Tanjung Ailing houses the USM research centre and the forest and coastal areas are being used for research on bio-technology. There is a jetty to bring in supplies from town. The beach is easily accessible and it is a suitable camping site for campers. It is also a resting place for visitors en route to Muka Head (Teluk Duyung).

Teluk Duyung (Muka Head)
You can walk or take a boat (only during high tide) to Teluk Duyung. You can reach Teluk Duyung about one and half hours from Teluk Bahang by using trail 1A-1B-1C-1D. Teluk Duyung is a beautiful bay protected by the Muka Head's cape.

On Head's peak stands a majestic lighthouse built in 1883. A burial ground of at least 80 years resembles that of Indonesian Acheh and is an interesting historical artefact. The lighthouse peak offers a panoramic view of the surrounding islands.

Teluk Duyung (Monkey Beach)

Monkey Beach is situated in the Penang National Park in the North-western Coast of the Island. It is one of the few pristine beaches left on the Island because it is not as exposed to the pollution found along the West Coast of the Island.

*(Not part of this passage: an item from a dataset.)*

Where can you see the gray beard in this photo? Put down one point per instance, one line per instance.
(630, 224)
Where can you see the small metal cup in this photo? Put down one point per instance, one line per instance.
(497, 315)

As its name suggests, the beach is inhabited by monkeys of the crab-eating macaque species. A variety of fauna and flora can be found within the park including green turtles, flying squirrels, flying lemurs and over 150 species of birds. On the beach itself the white-bellied sea eagle can often be spotted.

The beach can be reached either by a one and a half-hour hike along the coast or by a short boat ride from the park entrance. The calm bay of Monkey Beach is considered safe for swimming, unlike many beaches on the island that are infested with jellyfish. Although it is relatively isolated, visitors to the beach are not uncommon and numbers increase especially during the summer tourist season. A further half an hour uphill hike from the beach will take visitors to the scenic lighthouse.

A small isolated beach originally known as Monkey Beach. "Teluk Ketapang" is derived from the numerous sea almond trees known locally as Pokok Ketapang. This isolated beach can be easily accessed by boat from Teluk Bahang jetty; alternatively you can try trail 1A-1B-1C-1D-2.

Pantai Kerachut

The other jungle trail leads to Pantai Kerachut, one of the most frequented beaches in the park. A suspension bridge connects the trail to the beach itself. The meromictic lake is the most prominent feature on the beach, and one of the three of its sort in Asia. located near the sea, it is fed by five rivers and the sea itself. This is a seasonal lake, and is only filled during the interchange of monsoon winds. At the far end of the beach is a turtle sanctuary, where turtle eggs are being incubated. A display area also exhibit specimens of marine life and occasionally turtle hatchlings.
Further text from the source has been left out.